People can, however, opt for openpilot/comma (https://comma.ai/openpilot), which random Youtubers tested and say it's about as good as Tesla's FSD, but has a simple one time fee of $1K But whether you want to trust open source is up to you.

AwGeezeRick|1 month ago

Comma/OpenPilot is actually amazing. One of my cars is a Tesla Model 3 Performance 2025 and I love it, FSD on HW4 is great. Super fast.

I also have a Lexus ES 2025, I bought the Comma for it and it works better than Tesla’s AutoPilot (the thing they’re taking away new new Teslas). AutoPilot isn’t great to begin with, I kinda always hated it. But I do like cars that can drive themselves when I have long road trips and wanna be able to look at work. Comma makes that completely doable on the Lexus.

nxtfari|1 month ago

I’m a fan of what Comma is working on, but to say it’s about as good as FSD (!!) would be a big misunderstanding of both products. Comma is L2 assist: basically in a lane it will keep the lane, and if a car stops ahead it will stop. It’s equivalent to Tesla standard Autopilot, but FSD is an L3 bordering on L4 system. It navigates traffic lights, intersections, indicating, merging, etc none of which Comma can do.
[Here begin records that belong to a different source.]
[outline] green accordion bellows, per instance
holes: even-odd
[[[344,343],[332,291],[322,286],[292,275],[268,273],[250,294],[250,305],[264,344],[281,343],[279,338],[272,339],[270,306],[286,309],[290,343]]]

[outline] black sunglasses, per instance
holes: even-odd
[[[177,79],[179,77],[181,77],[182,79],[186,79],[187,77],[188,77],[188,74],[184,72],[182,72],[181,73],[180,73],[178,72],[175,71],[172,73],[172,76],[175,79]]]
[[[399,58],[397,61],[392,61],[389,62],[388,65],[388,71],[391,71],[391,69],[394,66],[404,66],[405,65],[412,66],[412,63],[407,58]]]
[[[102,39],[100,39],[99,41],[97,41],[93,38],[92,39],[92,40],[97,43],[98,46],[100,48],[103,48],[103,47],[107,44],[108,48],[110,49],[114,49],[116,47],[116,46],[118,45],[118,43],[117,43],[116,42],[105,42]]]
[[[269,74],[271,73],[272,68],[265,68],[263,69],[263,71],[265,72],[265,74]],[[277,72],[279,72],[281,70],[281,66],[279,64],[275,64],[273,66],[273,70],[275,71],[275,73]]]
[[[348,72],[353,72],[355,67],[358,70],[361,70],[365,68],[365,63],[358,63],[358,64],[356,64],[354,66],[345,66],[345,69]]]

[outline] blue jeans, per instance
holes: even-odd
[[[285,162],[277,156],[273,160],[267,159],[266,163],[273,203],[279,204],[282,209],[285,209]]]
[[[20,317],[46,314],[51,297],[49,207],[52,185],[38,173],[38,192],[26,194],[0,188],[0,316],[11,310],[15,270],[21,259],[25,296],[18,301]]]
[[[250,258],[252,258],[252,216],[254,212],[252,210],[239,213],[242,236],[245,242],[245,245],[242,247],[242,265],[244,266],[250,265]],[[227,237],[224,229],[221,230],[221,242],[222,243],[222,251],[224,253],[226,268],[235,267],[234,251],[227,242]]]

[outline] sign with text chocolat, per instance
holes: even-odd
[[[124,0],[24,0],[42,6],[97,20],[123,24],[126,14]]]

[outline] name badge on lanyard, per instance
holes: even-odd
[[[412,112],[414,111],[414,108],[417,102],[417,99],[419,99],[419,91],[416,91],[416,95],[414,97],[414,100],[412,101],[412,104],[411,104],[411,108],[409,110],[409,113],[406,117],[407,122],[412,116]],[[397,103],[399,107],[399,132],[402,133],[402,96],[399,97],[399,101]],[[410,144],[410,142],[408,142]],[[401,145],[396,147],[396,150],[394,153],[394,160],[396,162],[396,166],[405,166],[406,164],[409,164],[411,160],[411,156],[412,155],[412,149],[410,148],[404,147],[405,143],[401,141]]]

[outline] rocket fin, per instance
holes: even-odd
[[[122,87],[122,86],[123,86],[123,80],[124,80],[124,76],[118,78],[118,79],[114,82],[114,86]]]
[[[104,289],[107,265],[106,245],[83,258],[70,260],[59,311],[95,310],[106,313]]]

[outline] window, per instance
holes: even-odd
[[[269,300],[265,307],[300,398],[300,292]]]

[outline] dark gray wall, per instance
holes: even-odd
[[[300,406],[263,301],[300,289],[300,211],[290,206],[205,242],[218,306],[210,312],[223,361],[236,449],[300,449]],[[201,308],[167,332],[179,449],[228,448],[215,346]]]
Still good product though.

rootusrootus|1 month ago

My guess is they made FSD subscriptions a requirement for Elon's big compensation package.

kotaKat|1 month ago

10 million active subscriptions. It’s one of the lower targets to meet.

thefourthchime|1 month ago

Tesla is going to stop selling FSD outright on Feb 14th. It will be subscription only.

nunez|1 month ago

Only in this radically pro-business administration would brazenly anti-consumer behavior like this be acceptable.